Questions à Ali Benflis Avocat, fondateur du nouveau parti Talaiou El Houriyet
publié le 27 mai 2015 à 19h26

Battu aux présidentielles de 2004 et 2014 par Abdelaziz Bouteflika, l’avocat Ali Benflis, 70 ans, fut auparavant son directeur de campagne puis son Premier ministre. Cet ancien du FLN, à qui on reproche d’avoir crédibilisé une opération électorale jouée d’avance en se présentant, vient de fonder son propre parti, Talaiou El Houriyet («avant-garde des libertés»).

Quel constat faites-vous de la situation du pays ?

L’Algérie est dans une double impasse, politique et économique, sans précédent. Le pouvoir s’enfonce dans le déni complet de la situation interne et externe. Sur le plan diplomatique, on a l’impression que le pays ne pèse plus. Le pouvoir continue d’acheter la paix sociale en utilisant la corne d’abondance des hydrocarbures.

Vous préconisez un nouveau pacte démocratique qui serait en quelque sorte incarné par votre nouveau parti…

Il faut sortir de cette paralysie. Nous avons affaire à un régime totalitaire qui nous rabâche qu’il faut prendre le chemin des réformes alors qu’il ne manifeste aucune volonté politique de les engager. Un pouvoir issu de la fraude ne peut bénéficier d’aucun crédit.

Quel rôle devrait incarner l’armée dans la transition démocratique que vous réclamez ?

L’armée a des missions constitutionnelles permanentes qui sont la sauvegarde de l’indépendance nationale et la défense de la souveraineté nationale. Dans cette période de transition démocratique que je réclame, et qui doit passer par les urnes, l’armée, naturellement, aura à jouer un rôle de suivi, d’accompagnement et de garantie de la mise en œuvre des engagements pris par toutes les composantes politiques.

Et si cette transition ne devait pas avoir lieu ?

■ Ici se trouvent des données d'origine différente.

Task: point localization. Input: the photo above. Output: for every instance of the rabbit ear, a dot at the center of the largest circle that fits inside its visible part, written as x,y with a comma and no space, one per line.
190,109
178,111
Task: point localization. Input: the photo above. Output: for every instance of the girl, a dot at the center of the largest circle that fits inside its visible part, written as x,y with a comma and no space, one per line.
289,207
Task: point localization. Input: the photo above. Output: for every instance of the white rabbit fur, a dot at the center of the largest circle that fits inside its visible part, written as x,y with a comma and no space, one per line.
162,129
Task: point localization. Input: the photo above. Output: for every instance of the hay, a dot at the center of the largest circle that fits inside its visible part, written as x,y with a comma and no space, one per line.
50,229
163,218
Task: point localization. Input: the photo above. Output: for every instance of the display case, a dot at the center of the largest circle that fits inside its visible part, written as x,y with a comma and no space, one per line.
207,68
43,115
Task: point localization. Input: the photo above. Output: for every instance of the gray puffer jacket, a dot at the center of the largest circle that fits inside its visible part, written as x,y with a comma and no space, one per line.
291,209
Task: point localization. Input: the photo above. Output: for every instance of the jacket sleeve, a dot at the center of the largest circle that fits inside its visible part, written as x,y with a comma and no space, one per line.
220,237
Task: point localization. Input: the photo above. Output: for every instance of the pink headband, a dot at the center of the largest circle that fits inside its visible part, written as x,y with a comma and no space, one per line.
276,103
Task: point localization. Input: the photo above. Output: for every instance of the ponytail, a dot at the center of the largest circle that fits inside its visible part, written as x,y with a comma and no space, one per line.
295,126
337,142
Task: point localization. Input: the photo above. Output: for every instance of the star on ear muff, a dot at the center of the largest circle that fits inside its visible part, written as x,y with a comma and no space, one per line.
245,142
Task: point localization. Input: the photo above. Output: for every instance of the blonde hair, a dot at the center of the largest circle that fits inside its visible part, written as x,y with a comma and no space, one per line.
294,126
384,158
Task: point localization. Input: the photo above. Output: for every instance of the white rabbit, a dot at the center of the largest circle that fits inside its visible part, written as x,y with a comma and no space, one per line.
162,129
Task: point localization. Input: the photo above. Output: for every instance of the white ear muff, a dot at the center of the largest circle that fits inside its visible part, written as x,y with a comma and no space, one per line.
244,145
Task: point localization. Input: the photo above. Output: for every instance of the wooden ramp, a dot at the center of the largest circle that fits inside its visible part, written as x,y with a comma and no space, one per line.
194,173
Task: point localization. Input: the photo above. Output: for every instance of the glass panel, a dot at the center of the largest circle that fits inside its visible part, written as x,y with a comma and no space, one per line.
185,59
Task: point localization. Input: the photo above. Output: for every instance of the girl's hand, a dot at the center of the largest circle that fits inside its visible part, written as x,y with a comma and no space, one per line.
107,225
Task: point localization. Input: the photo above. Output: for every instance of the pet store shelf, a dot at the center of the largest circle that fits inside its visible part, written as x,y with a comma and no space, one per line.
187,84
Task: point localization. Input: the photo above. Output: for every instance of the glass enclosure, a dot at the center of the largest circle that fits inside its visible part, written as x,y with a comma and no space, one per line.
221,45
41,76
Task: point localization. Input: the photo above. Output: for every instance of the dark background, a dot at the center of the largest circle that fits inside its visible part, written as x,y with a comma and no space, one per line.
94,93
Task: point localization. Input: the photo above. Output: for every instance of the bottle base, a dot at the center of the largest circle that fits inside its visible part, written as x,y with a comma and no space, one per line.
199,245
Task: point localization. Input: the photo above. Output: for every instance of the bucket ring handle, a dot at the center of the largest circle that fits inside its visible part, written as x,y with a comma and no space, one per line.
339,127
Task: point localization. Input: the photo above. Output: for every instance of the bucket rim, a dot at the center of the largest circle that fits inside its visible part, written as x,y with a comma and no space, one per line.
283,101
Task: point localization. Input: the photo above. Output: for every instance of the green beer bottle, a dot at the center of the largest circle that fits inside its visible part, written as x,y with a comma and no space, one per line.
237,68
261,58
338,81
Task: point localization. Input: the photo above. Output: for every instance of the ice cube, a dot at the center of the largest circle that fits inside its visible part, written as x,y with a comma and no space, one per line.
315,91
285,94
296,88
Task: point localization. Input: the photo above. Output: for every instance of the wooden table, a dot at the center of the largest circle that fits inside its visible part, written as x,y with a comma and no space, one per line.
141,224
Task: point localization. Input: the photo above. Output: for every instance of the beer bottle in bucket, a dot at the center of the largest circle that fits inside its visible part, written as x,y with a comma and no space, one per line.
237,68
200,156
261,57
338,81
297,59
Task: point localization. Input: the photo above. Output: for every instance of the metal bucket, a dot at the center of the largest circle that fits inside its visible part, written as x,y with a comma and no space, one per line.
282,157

Je ne veux pas imaginer le pire… Je fais donc confiance à la sagesse des Algériens. Nous devons cette transition au peuple qui est fatigué de ce théâtre des ombres et de cette confiscation de ses libertés démocratiques.

Le pays est-il aux mains d’un clan affairiste qui s’est niché au plus près du pouvoir présidentiel ?

La puissance de ce clan autour du Président s’explique par un dénominateur commun : la survie du régime. Et par ses relais internationaux, qui ont pour mission de lui procurer une légitimité de l’extérieur faute de l’avoir de l’intérieur.

Comment expliquer cette deuxième visite de François Hollande, courant juin, à Alger ?

Essentiellement par des intérêts économiques conjoncturels. Notre pays est considéré comme un pays solvable, en même temps demandeur d’équipements et de biens de consommation. De son côté, la France contribue à cette légitimation internationale du régime.